This odd little novel is deceptively simple, ten-year-old Kate Meaney, a self-styled investigator, really nothing more than a solitary little girl who fills the long hours with her surveillance of “suspects”, as dedicated to her work as any professional. After the death of her father, Kate pursues her private passion, her trusty sidekick, Mickey the Monkey, stuffed in her bag, watching for “criminals” in disguise, spending long afternoons in 1987 UK with Adrian Palmer, a twenty-two-year-old who works in her father’s shop in the local mall, Green Oaks.
Adrian is Kate’s only friend, the one in whom she confides when her grandmother makes arrangements for her to begin boarding school. Loath to take the looming entrance exams at Redspoon, a reluctant Kate is escorted by Adrian to the examinations. When Kate goes missing, Adrian is the last person to see her alive. Police suspicion too much for the sensitive young man to bear, Adrian runs away, cementing the authorities’ belief that he is the culprit.
Nearly twenty years later, Green Oaks is still the hub of local activity, a community dependent upon the center for the employment of locals and the relief of endemic boredom. Adrian’s sister, Lisa Palmer, works at Your Music, living with a man she hardly sees - another employee of the music store - anxiously awaiting the yearly music CD mix sent by her brother on her birthdays.
Walking the dark corridors meant for mall employees, Lisa finds Kate’s stuffed monkey.
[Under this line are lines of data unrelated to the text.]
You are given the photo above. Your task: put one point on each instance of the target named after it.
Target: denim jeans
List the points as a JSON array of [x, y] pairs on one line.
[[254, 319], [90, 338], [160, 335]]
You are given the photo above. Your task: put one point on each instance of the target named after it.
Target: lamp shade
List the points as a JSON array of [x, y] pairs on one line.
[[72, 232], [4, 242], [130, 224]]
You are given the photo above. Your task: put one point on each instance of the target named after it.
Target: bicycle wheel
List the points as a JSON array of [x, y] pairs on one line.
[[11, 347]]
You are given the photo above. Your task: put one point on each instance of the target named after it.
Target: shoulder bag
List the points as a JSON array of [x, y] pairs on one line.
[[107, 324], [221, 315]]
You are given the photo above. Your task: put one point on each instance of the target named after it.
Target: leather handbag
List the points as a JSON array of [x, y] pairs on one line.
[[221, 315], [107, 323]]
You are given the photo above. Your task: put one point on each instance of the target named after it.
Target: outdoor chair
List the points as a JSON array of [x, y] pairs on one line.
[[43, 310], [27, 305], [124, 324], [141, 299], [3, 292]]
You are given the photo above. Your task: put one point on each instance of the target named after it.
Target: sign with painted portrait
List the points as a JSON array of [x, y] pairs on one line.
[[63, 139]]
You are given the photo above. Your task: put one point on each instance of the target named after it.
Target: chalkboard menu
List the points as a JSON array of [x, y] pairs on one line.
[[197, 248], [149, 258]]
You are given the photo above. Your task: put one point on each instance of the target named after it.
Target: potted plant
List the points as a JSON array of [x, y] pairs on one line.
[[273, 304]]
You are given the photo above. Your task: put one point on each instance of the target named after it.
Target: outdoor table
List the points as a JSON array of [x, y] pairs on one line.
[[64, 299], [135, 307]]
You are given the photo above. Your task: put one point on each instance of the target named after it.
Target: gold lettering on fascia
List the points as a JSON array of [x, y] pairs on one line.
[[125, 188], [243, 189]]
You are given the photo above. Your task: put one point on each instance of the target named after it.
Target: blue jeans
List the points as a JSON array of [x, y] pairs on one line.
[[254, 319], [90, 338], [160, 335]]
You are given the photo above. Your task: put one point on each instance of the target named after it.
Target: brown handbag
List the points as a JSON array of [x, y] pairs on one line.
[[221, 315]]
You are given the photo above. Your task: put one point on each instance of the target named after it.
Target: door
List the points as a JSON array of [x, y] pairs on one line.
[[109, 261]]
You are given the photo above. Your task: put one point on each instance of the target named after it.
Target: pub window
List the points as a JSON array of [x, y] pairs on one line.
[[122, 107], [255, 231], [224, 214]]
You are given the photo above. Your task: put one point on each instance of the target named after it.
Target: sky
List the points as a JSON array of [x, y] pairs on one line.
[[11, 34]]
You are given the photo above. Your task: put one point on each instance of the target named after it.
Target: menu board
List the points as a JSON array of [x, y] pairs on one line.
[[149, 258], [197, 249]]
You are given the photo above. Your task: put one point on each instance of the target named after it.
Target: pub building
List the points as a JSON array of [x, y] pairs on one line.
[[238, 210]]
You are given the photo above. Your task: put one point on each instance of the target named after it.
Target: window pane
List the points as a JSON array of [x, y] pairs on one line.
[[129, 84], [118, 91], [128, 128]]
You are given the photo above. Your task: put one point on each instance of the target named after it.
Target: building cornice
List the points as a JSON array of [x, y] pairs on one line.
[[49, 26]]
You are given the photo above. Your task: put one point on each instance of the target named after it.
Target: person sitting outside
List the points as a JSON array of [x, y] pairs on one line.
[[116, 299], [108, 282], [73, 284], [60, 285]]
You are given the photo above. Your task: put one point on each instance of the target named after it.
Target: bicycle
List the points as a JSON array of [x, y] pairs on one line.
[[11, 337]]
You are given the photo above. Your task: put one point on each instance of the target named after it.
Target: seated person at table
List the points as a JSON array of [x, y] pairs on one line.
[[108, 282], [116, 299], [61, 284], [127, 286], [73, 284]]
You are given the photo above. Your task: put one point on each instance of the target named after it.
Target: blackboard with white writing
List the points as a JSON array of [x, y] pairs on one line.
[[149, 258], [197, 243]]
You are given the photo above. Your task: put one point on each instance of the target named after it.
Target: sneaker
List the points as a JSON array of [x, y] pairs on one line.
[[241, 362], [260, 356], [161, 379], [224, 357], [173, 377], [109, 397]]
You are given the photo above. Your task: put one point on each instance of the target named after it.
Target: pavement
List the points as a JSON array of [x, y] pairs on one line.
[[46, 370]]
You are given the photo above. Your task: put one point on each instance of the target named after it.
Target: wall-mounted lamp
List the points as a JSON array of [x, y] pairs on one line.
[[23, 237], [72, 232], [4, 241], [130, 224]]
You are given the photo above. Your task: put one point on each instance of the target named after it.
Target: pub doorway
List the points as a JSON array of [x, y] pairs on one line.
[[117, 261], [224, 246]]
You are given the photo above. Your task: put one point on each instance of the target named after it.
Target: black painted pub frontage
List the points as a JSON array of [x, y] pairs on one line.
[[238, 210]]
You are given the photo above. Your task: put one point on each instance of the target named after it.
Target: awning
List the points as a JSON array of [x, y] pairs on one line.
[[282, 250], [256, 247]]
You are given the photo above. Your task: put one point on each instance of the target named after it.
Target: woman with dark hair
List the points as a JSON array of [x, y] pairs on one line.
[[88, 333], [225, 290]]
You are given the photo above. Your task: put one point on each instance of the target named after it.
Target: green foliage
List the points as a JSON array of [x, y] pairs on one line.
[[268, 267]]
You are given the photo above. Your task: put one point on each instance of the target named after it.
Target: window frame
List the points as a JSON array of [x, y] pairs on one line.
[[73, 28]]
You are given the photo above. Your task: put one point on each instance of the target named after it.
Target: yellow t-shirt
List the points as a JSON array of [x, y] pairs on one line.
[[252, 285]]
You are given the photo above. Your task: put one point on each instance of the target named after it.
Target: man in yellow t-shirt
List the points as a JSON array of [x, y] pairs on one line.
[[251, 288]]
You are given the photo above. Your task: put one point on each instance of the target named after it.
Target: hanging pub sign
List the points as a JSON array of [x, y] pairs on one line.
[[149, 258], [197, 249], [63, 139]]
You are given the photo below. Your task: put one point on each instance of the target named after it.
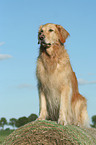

Near the same time, night-shift security guard Kurt notices a child on a security tape, a little girl who might be Kate. Through happenstance and fate, Lisa and Kurt begin a tentative relationship based on their search for the answer to Kate’s fate. Trapped by habit and the wrong choices, Lisa and Kurt are drawn together in common purpose, albeit with secrets that must be revealed for the relationship to succeed.
With a diverse cast of disillusioned characters, O’Flynn creates an intricate plot, part mystery, part sad testament a world grown ever more isolated, a casual melding of strangers who wander Green Oaks with minimal communication, frustrated with the difficulties in their lives. Each of these characters suffers personal disappointment, hidden wounds and ineffective relationships.
Although the novel takes place in the UK, it could be anywhere, people scurrying from shop to shop in a brief respite from their lives. Kate would have filled her notebooks with observations of this rich assortment, husbands and wives, disaffected lovers, the slow-moving cogs of a bureaucratic mentality that isolates the future in facile jargon. As the stories intersect, the mystery of Kate’s disappearance is solved, the bright curiosity of a lonely girl but one facet of a society in search of contentment, if only temporary. As perfectly balanced as a house of cards, O’Flynn assembles a delicate structure where disappointment and loss are mitigated by hope.